Болезнь приходит на лошадях, а уходит на волах.
Раны заживали долго, и душа снова погрузилась в сон.
Наваждение разъедало душу, сомнение подтачивало ее, на колосниках не давали покоя противоречивые мысли. С ними было трудно справиться.
Порка, насилие, неволя.
«Насильно, супротив воли сделали меня хозяином».
Жизнь все гуще замешивается на насилии; насилие как спорынья в закромах бытия.
В теплых краях нет насилия, там щелкают ткацкие станки и пощелкивают соловьи. Там тучная земля, смоковницы, изобилие, совсем как в Ханаане.
Об этой-то земле отец и рассказывал. Недаром же он ходил веру менять. Все равно какая вера, лишь бы избавиться от барщины, проснуться от дурного сна, стать действительно свободным.
«Не хочу быть хозяином в неволе. Не хочу гнуть горб на великих сих и не хочу, чтоб меньшие мои братья на меня горбили»,— горько размышлял Хинд. Этой весной он так и не
перебрался с колосников на чердак, привык к домашнему духу избы, там можно было спрятаться со своими мыслями в уютном полумраке, как в материнские колени: «Уж больно у тебя нежная кровь»,— вспомнились слова покойницы матушки, когда он мальчишкой, всего от горшка два вершка, спрятавшись за лошадь, душераздирающе плакал, из-за того что отец не взял его в лес топить угольную печь, хотя и обещал.
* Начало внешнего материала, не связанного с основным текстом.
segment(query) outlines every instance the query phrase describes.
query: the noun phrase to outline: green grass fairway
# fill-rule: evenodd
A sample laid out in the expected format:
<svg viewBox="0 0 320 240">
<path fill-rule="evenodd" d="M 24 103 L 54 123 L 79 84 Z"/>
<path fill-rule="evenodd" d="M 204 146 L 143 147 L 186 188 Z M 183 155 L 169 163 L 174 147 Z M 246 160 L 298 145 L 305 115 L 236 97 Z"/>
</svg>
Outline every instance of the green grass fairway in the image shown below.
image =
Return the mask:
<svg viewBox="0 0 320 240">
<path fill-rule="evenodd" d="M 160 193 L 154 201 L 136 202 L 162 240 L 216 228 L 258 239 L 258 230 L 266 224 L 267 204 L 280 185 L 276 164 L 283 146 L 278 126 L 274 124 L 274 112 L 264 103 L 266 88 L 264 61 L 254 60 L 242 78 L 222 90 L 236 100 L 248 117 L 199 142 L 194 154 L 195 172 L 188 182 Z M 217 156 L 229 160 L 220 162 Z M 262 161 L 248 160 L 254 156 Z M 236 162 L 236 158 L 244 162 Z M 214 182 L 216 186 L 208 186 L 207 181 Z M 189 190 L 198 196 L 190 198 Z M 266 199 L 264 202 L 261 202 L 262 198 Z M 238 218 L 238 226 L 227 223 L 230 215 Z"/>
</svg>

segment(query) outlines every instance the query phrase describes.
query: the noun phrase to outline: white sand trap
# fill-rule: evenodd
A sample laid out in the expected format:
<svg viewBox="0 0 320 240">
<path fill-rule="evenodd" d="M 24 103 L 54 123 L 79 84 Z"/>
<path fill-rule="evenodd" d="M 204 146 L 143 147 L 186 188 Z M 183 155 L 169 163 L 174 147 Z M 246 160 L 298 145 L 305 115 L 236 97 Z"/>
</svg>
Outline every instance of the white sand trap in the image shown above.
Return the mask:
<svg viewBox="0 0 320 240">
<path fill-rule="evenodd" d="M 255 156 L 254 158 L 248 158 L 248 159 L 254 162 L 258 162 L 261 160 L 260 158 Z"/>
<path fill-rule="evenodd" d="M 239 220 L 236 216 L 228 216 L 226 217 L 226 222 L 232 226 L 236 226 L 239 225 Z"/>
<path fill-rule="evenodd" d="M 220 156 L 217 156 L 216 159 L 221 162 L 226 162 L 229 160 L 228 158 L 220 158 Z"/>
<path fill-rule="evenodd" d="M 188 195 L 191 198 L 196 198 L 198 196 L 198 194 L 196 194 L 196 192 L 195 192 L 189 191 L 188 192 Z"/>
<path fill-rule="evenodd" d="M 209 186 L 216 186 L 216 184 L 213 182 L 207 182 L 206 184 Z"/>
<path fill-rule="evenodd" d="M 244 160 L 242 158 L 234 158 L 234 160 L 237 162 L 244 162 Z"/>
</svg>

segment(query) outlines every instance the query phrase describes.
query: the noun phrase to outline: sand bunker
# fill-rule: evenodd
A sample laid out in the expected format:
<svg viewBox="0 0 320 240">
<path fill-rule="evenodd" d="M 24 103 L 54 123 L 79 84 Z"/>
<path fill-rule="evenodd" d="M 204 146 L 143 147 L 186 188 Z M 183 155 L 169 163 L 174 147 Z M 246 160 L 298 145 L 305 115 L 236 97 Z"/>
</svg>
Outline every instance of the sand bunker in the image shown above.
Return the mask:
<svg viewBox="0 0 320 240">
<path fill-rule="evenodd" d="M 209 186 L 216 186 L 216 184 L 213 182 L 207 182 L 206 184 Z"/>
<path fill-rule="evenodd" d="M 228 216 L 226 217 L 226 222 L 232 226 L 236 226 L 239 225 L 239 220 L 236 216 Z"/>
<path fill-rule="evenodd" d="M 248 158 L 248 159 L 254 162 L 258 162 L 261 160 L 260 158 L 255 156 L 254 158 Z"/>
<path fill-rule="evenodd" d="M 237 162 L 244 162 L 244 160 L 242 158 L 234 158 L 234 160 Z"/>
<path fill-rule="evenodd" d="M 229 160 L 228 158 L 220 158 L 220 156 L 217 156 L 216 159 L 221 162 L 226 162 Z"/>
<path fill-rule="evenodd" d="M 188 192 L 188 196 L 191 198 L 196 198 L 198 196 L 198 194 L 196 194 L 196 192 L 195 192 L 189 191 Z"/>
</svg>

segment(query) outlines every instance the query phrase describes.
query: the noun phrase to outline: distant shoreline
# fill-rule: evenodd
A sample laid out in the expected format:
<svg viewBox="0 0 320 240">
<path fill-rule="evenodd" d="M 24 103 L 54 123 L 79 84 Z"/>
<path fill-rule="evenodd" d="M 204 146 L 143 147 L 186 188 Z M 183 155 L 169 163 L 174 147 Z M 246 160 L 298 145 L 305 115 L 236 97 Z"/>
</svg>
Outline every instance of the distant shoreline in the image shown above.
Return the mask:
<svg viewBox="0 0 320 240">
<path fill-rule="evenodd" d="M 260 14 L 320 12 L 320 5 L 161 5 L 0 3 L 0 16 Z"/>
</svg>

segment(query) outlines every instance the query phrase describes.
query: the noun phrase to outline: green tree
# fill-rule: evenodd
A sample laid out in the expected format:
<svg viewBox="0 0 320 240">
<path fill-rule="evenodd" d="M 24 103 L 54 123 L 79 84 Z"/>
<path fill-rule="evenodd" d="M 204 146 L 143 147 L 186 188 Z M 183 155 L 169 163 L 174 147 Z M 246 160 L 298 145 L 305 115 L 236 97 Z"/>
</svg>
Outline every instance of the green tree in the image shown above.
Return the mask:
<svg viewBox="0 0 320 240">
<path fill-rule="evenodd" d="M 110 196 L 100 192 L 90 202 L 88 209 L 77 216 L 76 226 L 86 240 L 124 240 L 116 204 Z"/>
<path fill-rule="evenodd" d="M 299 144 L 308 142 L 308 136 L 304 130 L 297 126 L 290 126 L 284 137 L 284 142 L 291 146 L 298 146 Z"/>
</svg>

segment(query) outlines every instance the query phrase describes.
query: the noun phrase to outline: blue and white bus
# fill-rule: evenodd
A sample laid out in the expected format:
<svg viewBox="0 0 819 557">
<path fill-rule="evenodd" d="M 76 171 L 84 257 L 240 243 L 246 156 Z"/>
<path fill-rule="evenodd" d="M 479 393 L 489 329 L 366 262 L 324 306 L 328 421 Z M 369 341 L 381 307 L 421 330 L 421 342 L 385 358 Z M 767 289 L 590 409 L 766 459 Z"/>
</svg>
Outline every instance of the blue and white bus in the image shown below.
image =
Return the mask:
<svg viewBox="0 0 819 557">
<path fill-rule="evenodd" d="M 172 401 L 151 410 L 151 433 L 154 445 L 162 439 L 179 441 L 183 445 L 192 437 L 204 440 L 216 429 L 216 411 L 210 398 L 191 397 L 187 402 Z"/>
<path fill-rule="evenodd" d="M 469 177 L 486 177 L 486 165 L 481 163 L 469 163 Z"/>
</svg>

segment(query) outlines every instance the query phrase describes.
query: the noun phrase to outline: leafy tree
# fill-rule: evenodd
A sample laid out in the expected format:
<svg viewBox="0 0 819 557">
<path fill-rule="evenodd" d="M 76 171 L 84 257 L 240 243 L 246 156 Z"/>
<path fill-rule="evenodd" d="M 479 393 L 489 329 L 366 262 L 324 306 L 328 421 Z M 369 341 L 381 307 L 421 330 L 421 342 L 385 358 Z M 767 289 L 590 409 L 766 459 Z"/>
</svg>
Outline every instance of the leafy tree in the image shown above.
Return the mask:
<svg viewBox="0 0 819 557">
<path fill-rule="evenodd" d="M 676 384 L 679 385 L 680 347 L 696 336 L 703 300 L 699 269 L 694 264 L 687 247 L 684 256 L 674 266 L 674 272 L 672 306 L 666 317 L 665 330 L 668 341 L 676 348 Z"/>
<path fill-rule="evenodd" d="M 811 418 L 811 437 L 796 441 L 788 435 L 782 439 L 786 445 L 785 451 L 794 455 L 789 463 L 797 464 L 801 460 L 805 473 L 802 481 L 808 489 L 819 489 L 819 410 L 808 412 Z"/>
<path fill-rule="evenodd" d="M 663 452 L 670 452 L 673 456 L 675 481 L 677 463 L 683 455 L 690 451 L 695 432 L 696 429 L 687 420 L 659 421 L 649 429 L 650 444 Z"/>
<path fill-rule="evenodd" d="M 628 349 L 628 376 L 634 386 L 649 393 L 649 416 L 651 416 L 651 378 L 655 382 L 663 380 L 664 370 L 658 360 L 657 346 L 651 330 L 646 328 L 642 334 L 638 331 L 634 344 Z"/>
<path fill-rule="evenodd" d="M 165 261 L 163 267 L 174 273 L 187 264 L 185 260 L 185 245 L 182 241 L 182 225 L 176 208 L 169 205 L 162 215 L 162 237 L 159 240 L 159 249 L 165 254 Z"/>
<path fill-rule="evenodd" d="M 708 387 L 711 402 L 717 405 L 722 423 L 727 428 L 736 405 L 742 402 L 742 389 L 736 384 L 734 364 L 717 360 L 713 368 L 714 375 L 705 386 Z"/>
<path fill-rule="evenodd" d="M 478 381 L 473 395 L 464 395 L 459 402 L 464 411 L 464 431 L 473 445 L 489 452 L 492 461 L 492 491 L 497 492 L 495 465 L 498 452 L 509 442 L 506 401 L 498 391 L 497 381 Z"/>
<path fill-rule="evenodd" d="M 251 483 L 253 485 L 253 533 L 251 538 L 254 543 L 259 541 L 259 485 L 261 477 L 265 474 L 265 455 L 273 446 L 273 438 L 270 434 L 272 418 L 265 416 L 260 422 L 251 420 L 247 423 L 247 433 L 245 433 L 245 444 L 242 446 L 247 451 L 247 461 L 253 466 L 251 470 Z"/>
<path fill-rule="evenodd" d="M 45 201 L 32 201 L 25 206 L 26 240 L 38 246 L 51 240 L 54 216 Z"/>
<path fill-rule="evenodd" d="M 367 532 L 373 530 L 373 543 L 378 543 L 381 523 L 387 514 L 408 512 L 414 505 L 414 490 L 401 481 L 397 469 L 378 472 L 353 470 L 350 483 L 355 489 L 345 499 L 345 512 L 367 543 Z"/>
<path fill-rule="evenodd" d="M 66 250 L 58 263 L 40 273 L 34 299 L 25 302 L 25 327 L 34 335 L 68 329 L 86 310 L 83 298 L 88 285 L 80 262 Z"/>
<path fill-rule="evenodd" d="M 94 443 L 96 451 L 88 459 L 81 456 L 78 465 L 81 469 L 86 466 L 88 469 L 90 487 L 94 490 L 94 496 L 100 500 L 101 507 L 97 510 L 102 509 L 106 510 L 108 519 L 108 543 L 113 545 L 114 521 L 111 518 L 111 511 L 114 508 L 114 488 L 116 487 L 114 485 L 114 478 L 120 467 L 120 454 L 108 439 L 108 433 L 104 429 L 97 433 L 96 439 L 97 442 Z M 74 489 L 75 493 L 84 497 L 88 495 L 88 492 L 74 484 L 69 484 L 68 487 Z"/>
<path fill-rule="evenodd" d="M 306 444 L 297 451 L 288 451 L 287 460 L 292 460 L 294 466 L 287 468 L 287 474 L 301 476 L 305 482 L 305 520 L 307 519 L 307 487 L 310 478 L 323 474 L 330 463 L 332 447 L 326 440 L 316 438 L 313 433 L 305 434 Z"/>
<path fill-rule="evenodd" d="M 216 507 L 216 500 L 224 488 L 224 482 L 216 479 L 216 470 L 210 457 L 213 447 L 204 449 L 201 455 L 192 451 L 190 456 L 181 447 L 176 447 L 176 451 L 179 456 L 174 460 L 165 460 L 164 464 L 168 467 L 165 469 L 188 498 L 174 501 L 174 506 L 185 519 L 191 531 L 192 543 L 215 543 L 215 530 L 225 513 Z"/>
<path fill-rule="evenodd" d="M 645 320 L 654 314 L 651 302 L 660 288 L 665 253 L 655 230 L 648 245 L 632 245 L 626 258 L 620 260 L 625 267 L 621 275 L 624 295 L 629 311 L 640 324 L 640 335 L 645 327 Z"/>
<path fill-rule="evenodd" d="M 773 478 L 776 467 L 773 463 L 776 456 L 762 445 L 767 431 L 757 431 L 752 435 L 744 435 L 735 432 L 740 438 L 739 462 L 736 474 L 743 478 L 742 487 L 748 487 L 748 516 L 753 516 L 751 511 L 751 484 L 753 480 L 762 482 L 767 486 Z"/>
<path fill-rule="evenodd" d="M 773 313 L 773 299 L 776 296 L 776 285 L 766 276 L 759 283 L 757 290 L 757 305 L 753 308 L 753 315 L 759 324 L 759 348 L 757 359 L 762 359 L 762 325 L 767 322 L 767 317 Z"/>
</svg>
Ушедшие поколения смотрели на него, не спускали с него глаз, держали его под наблюдением — связанного по рукам и ногам. Все, что бы он ни делал, что бы ни замышлял, становилось известно предкам. Он был у них на поводке, как несмышленое дитя. Будь то земля, жертвенник, небо или вода. Их дух витал всюду. От них, как от самого себя не было спасения.
Вечер. Домочадцы еще не пришли с работы, он один дома, лежит, набирается сил на колосниках. В открытый дымволок струится весенний дух, воздух колышется, сумерки покачиваются.
— Тише, тише,— прошелестело по избе.
И тут же перед ним возник знакомый черный человек и сказал:
— И ты обвиняешься! Вот проломлю молотком тебе голову!
Он и впрямь замахнулся огромным молотком. Хинд заметил, что это был молот его покойного отца из кузницы с Кузнечного Острова. Он и пикнуть не посмел, лежал ни жив ни мертв, замер от страха. Было это во сне или наяву? Где проходила грань между сном и явью?
— Голову проломлю! — повторял черный человек и размахивал своим страшным молотом все сильнее и яростнее, надвигался на него, молот уже свистел перед самым его носом.
Насилу удалось прикрыть глаза ладонью.
— Что с тобой, на тебе лица нет! — забеспокоилась утром Паабу.— Иль спина разболелась?
— Ничего, — ответил Хинд сдержанно и отправился в поле.
Пасмурно, воздух пропитан запахом листвы.
Семена льна-долгунца скользили из ладони в землю. Принесут ли они благополучие в его первую хозяйскую осень?
Вспомнился черный человек. В горле пересохло, в голове стучало.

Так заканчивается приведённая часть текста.